The pattern where a wounded parent unconsciously wounds their children, who grow up and wound their own children. This cycle continues across generations until one person chooses healing instead of bitterness, breaking the chain for all who come after.

Practical Exercises

1

Root-and-Fruit Analysis

Take one habitual sin pattern from your Module 1 inventory. Draw a tree on paper. On the branches, write the visible behaviours (the fruit). On the trunk, write the emotions that typically accompany the behaviour (shame, anger, loneliness, anxiety). On the roots, write any childhood wounds, experiences, or lies that may have planted the pattern. If you are unsure of the root, write "unknown" and pray for God to reveal it. Bring this to your small group or counselling session.

Type: reflection · Duration: 45-60 minutes

2

Generational Pattern Mapping

Draw a simple family tree going back two generations (grandparents, parents, you). For each person, note any known sin patterns, addictions, relational patterns, or emotional tendencies. Look for repetitions — patterns that appear in multiple generations. Mark the patterns you have inherited. This exercise is not about blaming your family — it is about recognising the roots so you can break the cycle.

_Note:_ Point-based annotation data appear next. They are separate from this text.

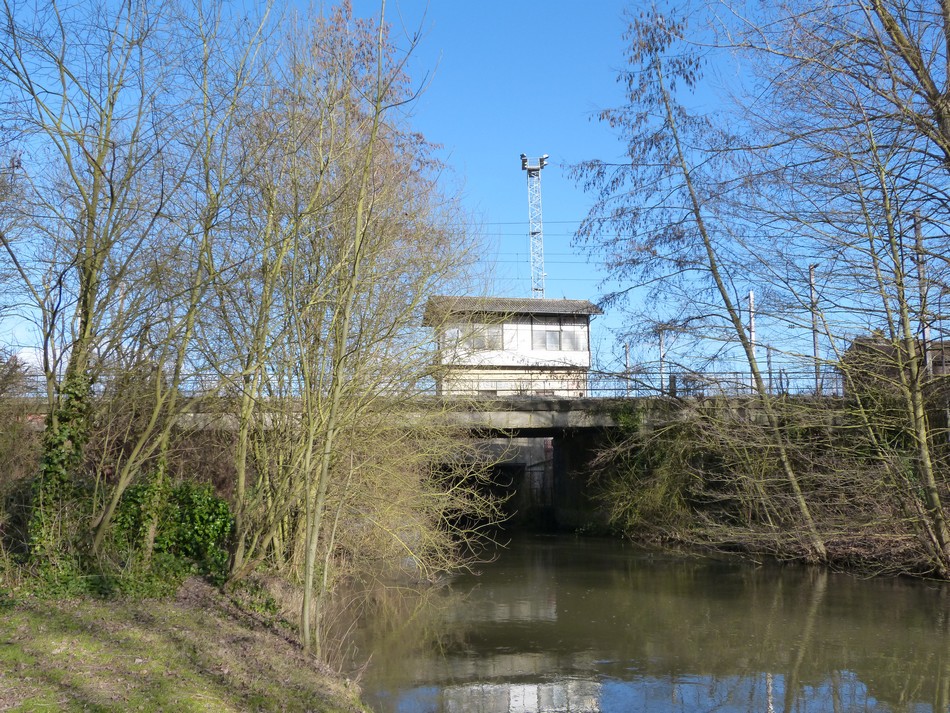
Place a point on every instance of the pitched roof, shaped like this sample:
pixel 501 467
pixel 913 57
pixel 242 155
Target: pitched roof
pixel 441 305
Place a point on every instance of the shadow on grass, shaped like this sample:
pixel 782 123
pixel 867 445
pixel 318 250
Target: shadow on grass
pixel 187 654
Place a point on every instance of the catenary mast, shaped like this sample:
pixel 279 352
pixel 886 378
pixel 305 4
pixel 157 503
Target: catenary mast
pixel 535 230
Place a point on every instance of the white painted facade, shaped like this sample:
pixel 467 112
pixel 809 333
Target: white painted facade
pixel 508 347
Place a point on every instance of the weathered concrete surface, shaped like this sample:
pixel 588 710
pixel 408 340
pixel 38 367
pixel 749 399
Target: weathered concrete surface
pixel 535 414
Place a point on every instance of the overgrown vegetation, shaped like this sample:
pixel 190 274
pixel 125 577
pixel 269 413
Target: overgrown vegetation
pixel 224 255
pixel 817 182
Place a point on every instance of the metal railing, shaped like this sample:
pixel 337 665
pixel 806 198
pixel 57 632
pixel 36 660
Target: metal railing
pixel 679 383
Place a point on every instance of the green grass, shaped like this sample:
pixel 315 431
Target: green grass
pixel 196 652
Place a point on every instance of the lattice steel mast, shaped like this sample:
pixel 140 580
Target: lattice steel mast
pixel 535 230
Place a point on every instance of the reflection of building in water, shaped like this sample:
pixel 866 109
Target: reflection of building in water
pixel 571 696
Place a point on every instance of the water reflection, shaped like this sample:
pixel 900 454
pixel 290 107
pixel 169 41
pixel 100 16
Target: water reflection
pixel 565 624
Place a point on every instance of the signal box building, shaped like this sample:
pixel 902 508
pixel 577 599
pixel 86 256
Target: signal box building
pixel 498 346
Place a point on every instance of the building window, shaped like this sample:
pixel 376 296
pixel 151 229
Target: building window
pixel 558 334
pixel 484 337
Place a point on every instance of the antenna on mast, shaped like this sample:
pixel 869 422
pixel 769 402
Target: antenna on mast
pixel 535 230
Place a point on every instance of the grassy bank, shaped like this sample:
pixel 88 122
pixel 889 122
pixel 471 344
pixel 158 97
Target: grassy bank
pixel 194 652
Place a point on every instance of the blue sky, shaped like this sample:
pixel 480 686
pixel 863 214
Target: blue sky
pixel 511 77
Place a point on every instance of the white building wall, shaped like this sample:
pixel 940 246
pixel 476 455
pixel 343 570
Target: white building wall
pixel 518 342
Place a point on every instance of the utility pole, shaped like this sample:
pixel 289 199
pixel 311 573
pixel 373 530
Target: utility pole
pixel 535 230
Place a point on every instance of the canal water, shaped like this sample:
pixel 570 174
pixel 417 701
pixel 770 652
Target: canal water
pixel 559 624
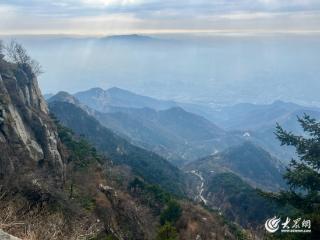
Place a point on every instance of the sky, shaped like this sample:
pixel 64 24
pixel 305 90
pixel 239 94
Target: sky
pixel 99 17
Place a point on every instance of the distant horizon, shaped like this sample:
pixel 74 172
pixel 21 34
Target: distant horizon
pixel 150 96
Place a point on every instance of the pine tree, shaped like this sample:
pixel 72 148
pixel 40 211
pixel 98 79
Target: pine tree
pixel 167 232
pixel 303 175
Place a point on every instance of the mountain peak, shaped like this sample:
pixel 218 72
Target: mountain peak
pixel 63 96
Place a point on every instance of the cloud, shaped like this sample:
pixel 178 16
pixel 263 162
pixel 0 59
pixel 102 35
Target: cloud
pixel 67 16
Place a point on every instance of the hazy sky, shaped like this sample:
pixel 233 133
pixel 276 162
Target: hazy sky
pixel 122 16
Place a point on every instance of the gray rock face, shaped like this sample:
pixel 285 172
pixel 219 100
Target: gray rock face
pixel 28 137
pixel 5 236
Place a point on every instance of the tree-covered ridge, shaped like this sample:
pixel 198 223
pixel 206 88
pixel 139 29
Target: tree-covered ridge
pixel 303 175
pixel 240 202
pixel 153 168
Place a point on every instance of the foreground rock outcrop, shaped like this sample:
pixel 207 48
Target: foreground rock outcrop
pixel 28 137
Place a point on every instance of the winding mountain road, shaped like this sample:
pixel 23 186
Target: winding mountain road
pixel 201 188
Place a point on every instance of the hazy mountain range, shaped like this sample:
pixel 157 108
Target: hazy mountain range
pixel 208 69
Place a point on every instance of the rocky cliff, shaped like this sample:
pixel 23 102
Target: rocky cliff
pixel 28 137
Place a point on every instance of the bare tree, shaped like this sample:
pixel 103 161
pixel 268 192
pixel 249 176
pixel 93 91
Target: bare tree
pixel 18 54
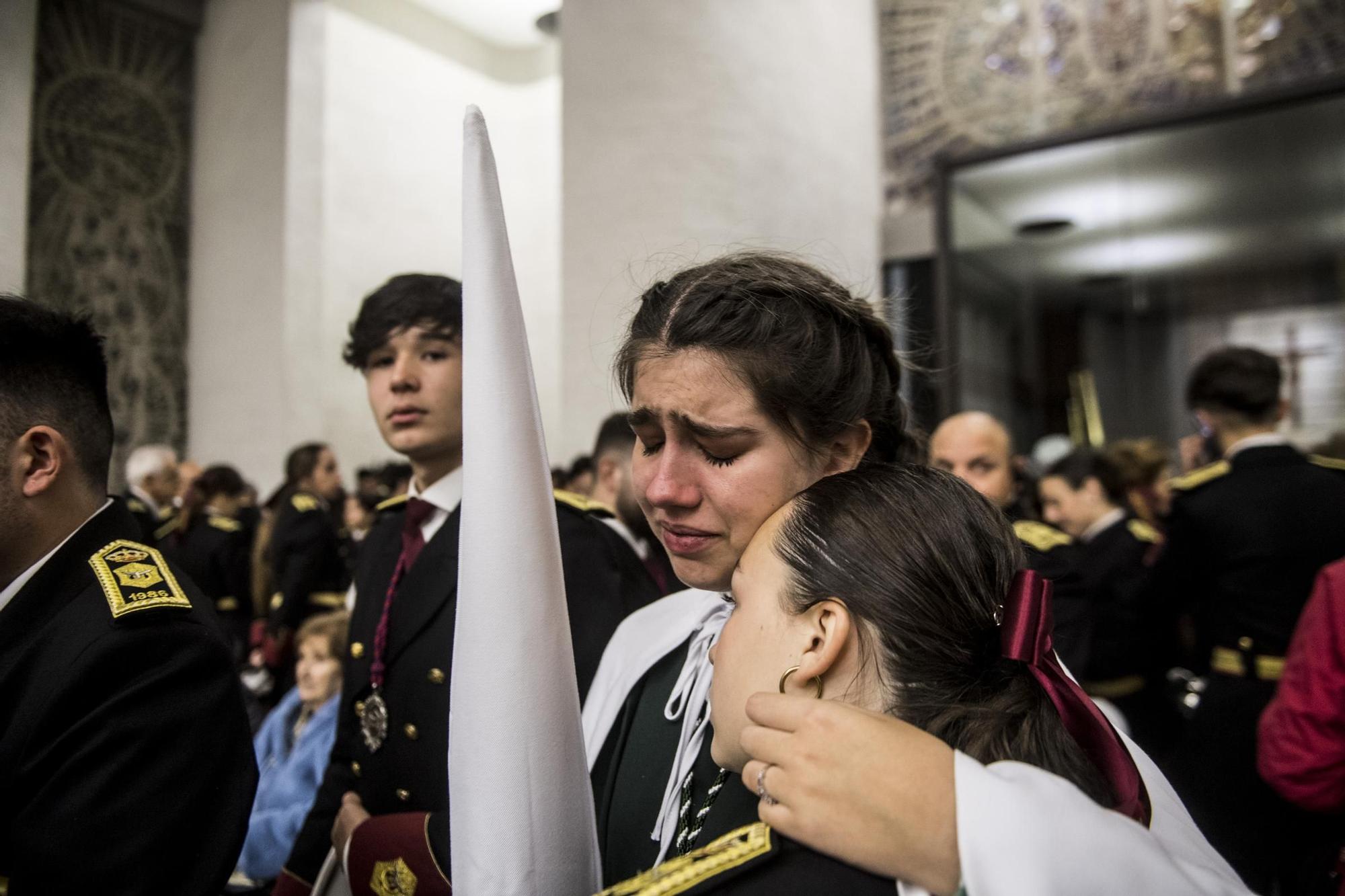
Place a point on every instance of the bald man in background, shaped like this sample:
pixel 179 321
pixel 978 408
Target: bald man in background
pixel 977 448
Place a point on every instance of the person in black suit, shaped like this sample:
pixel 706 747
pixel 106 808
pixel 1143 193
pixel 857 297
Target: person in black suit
pixel 126 759
pixel 1085 495
pixel 215 548
pixel 1246 537
pixel 977 448
pixel 153 482
pixel 306 561
pixel 384 801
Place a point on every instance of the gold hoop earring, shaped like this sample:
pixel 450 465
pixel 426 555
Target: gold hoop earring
pixel 816 681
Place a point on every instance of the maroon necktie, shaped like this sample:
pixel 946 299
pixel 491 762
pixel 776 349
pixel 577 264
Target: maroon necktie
pixel 418 512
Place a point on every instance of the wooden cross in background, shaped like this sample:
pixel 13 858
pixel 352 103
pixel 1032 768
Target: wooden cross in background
pixel 1292 357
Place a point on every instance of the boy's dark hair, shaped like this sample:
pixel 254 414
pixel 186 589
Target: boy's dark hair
pixel 1237 380
pixel 407 300
pixel 817 358
pixel 53 372
pixel 614 438
pixel 1082 464
pixel 923 563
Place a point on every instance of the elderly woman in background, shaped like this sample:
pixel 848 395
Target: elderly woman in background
pixel 1145 469
pixel 294 744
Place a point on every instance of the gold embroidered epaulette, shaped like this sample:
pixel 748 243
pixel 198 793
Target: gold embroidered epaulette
pixel 1144 532
pixel 1198 478
pixel 135 576
pixel 392 502
pixel 165 530
pixel 580 502
pixel 683 873
pixel 1040 536
pixel 1331 463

Type: reflection · Duration: 30-45 minutes

Discussion Questions

  1. 1.

    Of the three responses to sin (secular therapy treats it, church condemns it, African elder ignores it), which have you experienced most? How effective was it?

  2. 2.

    Can you identify a sin pattern in your life where the root (wound) is different from the fruit (behaviour)? What did you discover when you looked beneath the surface?

  3. 3.

    How does understanding the generational cycle change how you view your own parents' failures? Does it excuse their behaviour or explain it?

  4. 4.

    Jesus cursed the fig tree and it withered from the roots. What would it look like for God's word to reach the root of your habitual sin?

Reading Assignments

Restoring Counseling

Chapter 5: The Root Beneath the Fruit

The complete teaching on the root-and-fruit principle, including the three failed approaches and the Arukah alternative of root-level healing.

Restoring Your Soul

Chapter 2: Childhood Knots

How knots form in the soul during childhood trauma — the very knots that become the root system producing sinful fruit in adulthood.

Module Summary

Sin is fruit, not root. The secular therapist treats the fruit, the church condemns the fruit, and the African elder ignores the fruit — but the Arukah approach digs up the root. Common sins have common roots: lust grows from rejection, anger from powerlessness, addiction from unbearable pain, lying from unsafe truth-telling, and control from insecurity. These roots often span generations, passing from wounded parent to wounded child until someone chooses healing. The fig tree withered from the roots — and that is how genuine freedom works. When the root is addressed, the fruit changes. Your task now is to begin identifying the root system beneath your own recurring struggles.

Prayer Focus

Father, I have spent years fighting the fruit. I have pruned, confessed, rebuked, and managed — and the fruit keeps growing back. Today I invite You to go deeper. Take me to the root. Show me the wound I have been protecting, the lie I have been believing, the pain I have been medicating with sin. I do not want to manage my brokenness anymore — I want to be healed. Like the fig tree that withered from the roots, let Your word reach the deepest place. And from that place, grow something new. In Jesus' name, Amen.